When my mom and dad got married my dad's Commanding Officer gave her a
frying pan. She thanked him and told him that it would be much more
useful than the rolling pin she expected to bang off of his head.
Became known for her "Tacky Tilley" letters, generally aimed at people
who pissed her off. In these little notes, she pulled no punches
and generally, those people that got them, changed their tune.
She let me and my brother pop "wheelchair wheelies" with her in it.
She laughed her ass off every time one of our pets was stupid enough to
let its tail get under the wheels of her chair.
She knows how to handle firearms. Is a crack shot with a 12 gauge
shotgun fired from her chair. Dad actually made a holster for it.
She is also pretty good with throwing stars.
She was and is a homemaker. There was a time
when I used to believe that she had regrets about not doing something "more
important", but time lets you look back and take stock. Let me tell
you, there is no harder fucking job than being a homemaker, especially
with the little shit heads that my brother and I were. She had to
be a paramedic, especially during those times when I walked into the living
room with a blood trail. She had to deal with two boys and a father
who acted like one . . . wrestling that broke furniture, food fights at
the dinner table, convincing the neighbors not to sue us (she could have
been a lwayer). I'm ashamed to admit it, but there were many times
when David and I took advantage of the fact that she was in a wheelchair.
We actually taunted her when she couldn't catch us after we mouthed off
or got in trouble.
But Doug help you if she caught you.
She has this Ninja-like skill where she can find
the most sensitive part of your body, grab hold of it with her fingernails,
subdue you and then magically produce a wooden object to beat you with.
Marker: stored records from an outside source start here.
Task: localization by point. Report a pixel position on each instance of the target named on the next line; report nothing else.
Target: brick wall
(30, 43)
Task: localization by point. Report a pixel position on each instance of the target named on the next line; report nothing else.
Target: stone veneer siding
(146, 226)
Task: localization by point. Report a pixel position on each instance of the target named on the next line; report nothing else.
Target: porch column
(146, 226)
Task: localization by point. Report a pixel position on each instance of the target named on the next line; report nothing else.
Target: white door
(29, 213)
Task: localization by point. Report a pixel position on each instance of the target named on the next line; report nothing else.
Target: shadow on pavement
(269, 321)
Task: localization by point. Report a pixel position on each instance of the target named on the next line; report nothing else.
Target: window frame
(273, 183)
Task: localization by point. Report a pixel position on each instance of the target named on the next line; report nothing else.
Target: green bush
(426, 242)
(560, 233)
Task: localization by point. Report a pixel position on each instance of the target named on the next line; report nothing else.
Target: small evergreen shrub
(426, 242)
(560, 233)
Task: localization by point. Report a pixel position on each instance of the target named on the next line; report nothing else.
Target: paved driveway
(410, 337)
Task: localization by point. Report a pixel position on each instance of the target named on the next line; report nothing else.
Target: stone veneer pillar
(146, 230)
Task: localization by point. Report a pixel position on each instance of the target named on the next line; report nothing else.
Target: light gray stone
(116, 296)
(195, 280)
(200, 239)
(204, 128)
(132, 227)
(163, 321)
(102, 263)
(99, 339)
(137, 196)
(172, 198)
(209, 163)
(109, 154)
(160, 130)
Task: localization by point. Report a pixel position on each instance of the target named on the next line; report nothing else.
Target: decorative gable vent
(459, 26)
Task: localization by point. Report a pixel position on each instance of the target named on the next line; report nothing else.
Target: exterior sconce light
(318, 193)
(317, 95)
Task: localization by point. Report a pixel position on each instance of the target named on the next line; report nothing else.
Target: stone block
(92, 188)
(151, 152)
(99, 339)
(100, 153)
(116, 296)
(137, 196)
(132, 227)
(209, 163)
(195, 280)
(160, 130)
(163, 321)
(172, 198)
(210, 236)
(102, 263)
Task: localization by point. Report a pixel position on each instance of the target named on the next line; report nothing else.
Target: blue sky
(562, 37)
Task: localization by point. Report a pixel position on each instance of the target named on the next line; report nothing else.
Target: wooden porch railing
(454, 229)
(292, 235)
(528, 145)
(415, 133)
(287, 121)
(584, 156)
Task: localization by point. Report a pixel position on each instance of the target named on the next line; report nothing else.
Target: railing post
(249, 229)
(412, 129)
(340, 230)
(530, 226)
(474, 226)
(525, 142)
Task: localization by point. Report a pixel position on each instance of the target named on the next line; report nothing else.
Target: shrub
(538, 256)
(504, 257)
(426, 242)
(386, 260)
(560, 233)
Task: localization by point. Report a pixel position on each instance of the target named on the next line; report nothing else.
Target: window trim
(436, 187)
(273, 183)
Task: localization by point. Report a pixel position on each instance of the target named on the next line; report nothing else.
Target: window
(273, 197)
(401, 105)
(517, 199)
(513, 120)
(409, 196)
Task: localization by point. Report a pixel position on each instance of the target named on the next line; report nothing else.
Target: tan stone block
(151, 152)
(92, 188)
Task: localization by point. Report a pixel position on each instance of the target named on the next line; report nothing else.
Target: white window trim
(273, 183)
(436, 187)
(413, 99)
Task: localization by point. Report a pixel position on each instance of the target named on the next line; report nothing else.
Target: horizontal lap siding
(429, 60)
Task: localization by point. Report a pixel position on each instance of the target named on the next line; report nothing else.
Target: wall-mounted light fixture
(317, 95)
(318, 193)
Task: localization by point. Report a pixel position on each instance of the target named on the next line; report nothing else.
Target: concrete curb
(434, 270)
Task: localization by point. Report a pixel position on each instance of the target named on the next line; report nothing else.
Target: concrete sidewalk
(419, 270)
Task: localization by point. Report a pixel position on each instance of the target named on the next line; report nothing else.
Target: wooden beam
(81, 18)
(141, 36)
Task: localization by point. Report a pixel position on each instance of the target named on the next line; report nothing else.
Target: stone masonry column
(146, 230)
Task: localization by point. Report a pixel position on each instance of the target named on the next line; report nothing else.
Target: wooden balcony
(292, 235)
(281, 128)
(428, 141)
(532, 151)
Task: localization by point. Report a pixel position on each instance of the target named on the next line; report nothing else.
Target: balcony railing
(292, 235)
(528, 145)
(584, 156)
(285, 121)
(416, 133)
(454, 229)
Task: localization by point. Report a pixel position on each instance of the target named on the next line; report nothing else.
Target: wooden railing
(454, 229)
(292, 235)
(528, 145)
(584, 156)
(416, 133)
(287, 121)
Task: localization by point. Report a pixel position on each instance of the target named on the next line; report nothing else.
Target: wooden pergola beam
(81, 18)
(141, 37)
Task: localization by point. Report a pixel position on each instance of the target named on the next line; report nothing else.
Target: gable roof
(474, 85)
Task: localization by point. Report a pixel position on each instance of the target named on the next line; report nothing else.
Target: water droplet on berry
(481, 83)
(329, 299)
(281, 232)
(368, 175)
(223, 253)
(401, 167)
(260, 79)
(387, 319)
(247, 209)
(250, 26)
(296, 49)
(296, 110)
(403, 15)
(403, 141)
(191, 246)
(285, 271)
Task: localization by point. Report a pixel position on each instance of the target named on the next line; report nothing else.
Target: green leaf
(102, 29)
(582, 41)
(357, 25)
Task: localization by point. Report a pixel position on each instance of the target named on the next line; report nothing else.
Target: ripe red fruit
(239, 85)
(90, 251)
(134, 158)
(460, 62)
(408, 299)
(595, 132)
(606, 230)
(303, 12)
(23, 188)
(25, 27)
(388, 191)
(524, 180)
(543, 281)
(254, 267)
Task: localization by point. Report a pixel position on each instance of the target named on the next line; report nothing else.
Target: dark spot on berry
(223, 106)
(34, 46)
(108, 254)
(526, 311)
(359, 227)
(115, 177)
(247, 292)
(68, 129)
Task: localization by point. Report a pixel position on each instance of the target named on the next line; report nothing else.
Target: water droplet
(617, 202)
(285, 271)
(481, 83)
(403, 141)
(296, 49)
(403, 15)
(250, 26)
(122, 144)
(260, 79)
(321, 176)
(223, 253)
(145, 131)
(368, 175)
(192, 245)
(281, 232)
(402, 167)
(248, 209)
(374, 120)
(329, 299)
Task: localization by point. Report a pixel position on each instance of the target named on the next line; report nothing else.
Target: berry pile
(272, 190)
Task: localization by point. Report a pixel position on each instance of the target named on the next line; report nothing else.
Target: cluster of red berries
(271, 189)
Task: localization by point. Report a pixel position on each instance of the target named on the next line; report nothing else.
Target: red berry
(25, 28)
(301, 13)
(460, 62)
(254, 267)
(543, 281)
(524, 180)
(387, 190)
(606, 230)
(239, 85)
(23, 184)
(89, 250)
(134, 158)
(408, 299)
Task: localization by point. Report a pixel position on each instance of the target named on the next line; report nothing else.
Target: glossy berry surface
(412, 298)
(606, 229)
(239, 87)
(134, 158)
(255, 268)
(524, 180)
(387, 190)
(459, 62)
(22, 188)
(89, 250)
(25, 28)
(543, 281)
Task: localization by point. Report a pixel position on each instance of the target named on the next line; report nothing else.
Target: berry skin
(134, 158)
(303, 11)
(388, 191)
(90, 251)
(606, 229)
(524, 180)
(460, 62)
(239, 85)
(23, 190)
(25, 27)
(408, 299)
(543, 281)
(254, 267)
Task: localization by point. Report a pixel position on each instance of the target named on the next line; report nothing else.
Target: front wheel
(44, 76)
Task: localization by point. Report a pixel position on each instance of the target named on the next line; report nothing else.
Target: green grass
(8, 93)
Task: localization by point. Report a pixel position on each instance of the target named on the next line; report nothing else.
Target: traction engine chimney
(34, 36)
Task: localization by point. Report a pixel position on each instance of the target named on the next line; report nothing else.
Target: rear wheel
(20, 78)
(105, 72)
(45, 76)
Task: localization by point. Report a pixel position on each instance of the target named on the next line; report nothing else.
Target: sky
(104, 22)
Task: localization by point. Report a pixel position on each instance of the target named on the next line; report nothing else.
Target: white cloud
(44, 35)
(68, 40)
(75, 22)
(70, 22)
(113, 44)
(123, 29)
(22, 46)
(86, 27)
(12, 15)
Sometimes it would be a ruler or a yardstick, most often it was a spoon,
but either way, she'd give you a nice little whack on the ass or your fore-arm,
and you went from smart mouth, to tears. This might be considered
child abuse today, but that's a load of shit. I never got a bruise,
I never got a broken bone, and in perspective, it wasn't all that painful,
it just got its point across.
She has a great and warped sense of humor.
She'll laugh at anything. I'm sure that is partially a coping mechanism,
but they was always laughter in our house. Most people don't understand
that. ALl they saw was the down side of everything. When we
went to North Carolina during my dad's "I want to go back home" phase,
the relatives just didn't get it. They felt awkward around her, they
felt the cripple jokes were "just wrong", even when they came from my moms
mouth. Plus that goddamned concept of southern hospitality, which
actually means, don't say anything bad, don't rock the boat, don't be controversial.
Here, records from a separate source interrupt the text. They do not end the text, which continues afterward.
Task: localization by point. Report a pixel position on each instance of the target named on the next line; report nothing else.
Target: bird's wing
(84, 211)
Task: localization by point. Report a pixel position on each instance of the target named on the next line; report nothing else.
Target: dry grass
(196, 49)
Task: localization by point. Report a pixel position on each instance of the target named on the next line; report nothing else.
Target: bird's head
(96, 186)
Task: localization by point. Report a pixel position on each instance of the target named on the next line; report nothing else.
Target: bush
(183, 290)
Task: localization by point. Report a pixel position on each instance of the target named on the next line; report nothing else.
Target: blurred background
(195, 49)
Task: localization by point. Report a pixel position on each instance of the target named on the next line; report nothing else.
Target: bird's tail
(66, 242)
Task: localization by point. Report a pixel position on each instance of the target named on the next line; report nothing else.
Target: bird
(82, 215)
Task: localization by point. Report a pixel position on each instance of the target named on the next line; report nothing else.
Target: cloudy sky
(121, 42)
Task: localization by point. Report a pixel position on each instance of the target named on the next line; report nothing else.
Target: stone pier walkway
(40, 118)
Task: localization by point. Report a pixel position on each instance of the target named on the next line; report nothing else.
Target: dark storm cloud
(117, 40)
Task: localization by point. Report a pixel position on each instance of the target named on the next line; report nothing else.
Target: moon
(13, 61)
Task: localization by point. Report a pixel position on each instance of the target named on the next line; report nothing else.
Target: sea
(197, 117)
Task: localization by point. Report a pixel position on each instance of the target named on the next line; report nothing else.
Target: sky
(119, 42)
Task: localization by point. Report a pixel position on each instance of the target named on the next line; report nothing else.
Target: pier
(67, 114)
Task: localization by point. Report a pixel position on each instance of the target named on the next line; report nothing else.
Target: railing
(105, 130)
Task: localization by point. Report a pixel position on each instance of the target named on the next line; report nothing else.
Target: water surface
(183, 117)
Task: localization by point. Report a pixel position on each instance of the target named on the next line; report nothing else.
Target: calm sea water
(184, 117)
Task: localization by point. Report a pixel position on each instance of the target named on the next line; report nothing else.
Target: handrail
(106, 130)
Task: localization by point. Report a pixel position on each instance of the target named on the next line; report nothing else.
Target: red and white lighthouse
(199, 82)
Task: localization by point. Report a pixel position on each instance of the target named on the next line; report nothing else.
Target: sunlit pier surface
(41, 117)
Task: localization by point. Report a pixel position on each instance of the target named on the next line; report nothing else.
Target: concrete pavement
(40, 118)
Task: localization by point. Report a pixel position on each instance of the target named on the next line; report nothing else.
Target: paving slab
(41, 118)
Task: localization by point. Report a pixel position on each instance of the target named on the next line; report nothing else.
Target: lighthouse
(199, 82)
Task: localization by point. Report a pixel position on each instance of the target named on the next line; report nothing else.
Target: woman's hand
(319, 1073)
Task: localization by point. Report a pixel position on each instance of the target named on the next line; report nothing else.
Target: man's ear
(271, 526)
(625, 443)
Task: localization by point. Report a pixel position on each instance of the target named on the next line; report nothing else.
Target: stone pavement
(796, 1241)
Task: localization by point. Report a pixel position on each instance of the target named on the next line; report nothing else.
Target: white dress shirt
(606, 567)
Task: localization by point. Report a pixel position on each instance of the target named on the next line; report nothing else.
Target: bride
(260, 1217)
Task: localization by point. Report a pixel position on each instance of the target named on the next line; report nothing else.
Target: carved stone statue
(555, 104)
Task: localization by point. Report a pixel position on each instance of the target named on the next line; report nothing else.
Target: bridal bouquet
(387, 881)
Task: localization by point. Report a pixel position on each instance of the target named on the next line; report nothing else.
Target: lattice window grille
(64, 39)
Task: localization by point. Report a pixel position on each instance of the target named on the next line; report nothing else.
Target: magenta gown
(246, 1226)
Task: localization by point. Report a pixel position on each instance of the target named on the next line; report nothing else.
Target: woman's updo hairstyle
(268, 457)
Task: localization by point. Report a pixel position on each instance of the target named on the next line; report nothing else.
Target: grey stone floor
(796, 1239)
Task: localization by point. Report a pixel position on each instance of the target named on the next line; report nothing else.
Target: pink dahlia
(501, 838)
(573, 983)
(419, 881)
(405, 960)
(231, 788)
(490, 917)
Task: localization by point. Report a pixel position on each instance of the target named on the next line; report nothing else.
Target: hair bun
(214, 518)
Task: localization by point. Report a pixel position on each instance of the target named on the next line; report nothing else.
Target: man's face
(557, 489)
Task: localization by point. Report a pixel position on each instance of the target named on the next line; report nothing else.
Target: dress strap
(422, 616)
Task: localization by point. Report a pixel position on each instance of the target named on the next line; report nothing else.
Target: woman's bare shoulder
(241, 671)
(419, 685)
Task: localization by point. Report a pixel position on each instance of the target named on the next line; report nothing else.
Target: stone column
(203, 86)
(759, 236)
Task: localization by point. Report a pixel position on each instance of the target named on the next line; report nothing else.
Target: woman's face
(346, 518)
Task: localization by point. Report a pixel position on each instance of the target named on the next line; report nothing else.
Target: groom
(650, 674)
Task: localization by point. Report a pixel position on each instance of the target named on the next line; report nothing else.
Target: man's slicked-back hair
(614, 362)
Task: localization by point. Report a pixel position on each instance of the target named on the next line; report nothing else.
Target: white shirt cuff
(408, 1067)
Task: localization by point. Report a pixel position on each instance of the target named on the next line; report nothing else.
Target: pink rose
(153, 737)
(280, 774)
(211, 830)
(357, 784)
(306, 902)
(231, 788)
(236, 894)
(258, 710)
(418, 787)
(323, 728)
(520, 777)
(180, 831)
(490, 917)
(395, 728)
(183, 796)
Oh and if you are a woman JUST SHUT YOUR FUCKING MOUTH! I hate the
south, and I know my mom hated it, but she loves my dad and she dealt with
Now I know things have been tough for her.
I know that under the joking and the sincere smile, she hurts. Physically,
I know she hurts. She can't walk, she can't got to the bathroom normally,
she is constantly fighting infection. She can't do the normal things
that we take for granted. I know this. She knows I know this.
I know that the constant moving around, the continual leaving behind of
belongings and memories hurts her. I can see it sometimes.
But I know she loves my brother and me. I know she still loves my
dad. It doesn't need to be said, it's understood. She has sucked
down the pain because the gain is greater than the pain.
Some nuggets of what I've taken from my mom:
To My Twisted Side of the World
I can sew. Not well, but I can sew. She taught me.
"If you don't have anything nice to say, make sure they are out of the
Pain can be overcome.
All pets must have broken tails.
A wheelchair is heavy as hell when you are seven years old.
Never be ashamed of anything you do.
"Do you smell something burning?"
You think you have it hard! Try having a permanent fucking catheter!
I have better penmanship that my mother.
I fear my father, but he fears my mom.
"You boys knock that off, or I'll call your father!"
"How the hell did you break your (insert bone here)?"